Noted research firm Capital Economics sees the promises doing little for affordability. In fact, they see the exact opposite — it acts as a boost to prices. “The focus on demand-side policies should help a small cohort of buyers looking to get into the market soon but, ultimately, will only push up house prices in the long run,” said Stephen Brown, the firm’s senior economist for Canada.
That’s just one economist, right? Perhaps Moshe Lander, professor of Economics at Concordia University feels different. “Subsidies will not reward those that need them, as subsidies are a blunt instrument that will benefit those that can already afford a home.” Oh, cool. Higher prices for those that can’t afford a home right now, and small subsidies for those that can. Totally winning.
Maybe a top econ prof at the University of Toronto will disagree, so let’s check in with Angelo Melino. Oh, he’s warning this doesn’t just increase the cost of new homes, but existing-homes as well. “You can’t improve affordability by subsidizing purchasers. This will just raise the price of the existing housing stock. Affordability requires an increase in the stock of low-cost housing,” he said.
Scotiabank also warns these policies will create more demand, which pushes prices higher. “Policy efforts to stoke demand will only increase prices. All levels of government need to do the hard work together to enable an increased supply of appropriate housing with related services in Canada’s major cities,” said the bank’s deputy chief economist Brett House.
Most Plans Focus On Housing Subsidies, Which Boost Prices
Home prices are different from typical goods, but consumers don’t understand that. A subsidy for wheat or bread drops the price, and consumers easily grasp that. It supports a market inefficiency, but those get resolved at the next harvest.
These aren’t financialized products, nor do their prices reflect future prices forever. Consumers tend to think, just a few dollars spent today will create a bridge to more affordable housing. Whether they realize it or not, that’s how they understand subsidies — it’s only temporary. Politicians know this, so they’re promising what everyone wants to hear. It’s unclear if they know these plans don’t work.

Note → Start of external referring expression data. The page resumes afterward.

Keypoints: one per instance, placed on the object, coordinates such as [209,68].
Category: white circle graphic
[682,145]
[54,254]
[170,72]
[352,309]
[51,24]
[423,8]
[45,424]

Housing is a financialized product, serving as both a utility and investment. By increasing the subsidy for a small segment of buyers, you support inefficient pricing. Unlike wheat, people consider their home a part of their financial plan. They put more and more money into it, as prices rise. Subsidies can help briefly, but they support higher prices, even for non-subsidized buyers. Doing this creates a strong base for even higher prices.
As policymakers continue this trend, households become more dependent on property. If you can’t let home prices fall now, does increasing prices make it easier to drop later? The whole system is now dependent on subsidies, and the state propping up prices. It creates more and more risk, making households more vulnerable to shock. Eroding affordability at every step along the way, until it starts to fail. It usually ends with a central bank or inflation crisis.
Prior To The Election, Home Prices Were Projected To Cool
The panel previously expected home prices to cool over the next year, prior to election promise announcements. Finder’s average of 8 economists that forecast prices, showed average annual growth of 2-3% by March. Toronto (2%), Vancouver (3%), and Montreal (3%) were the biggest surprises. The market is currently undergoing a seasonal cooling the industry had been anticipating. Elections tend to create major shifts in public opinion though. Inventory mysteriously dropped off after it was announced, helping to stop the decline. At least for a while, until the market gets a wider response.
Housing and the cost of living are the major issues this election. As a result, politicians are racing to compete to see who has the plan that looks like it does the most. Ironically, spending less towards housing subsidies and only funding social housing, is the fix. It’s just not the answer people want to hear.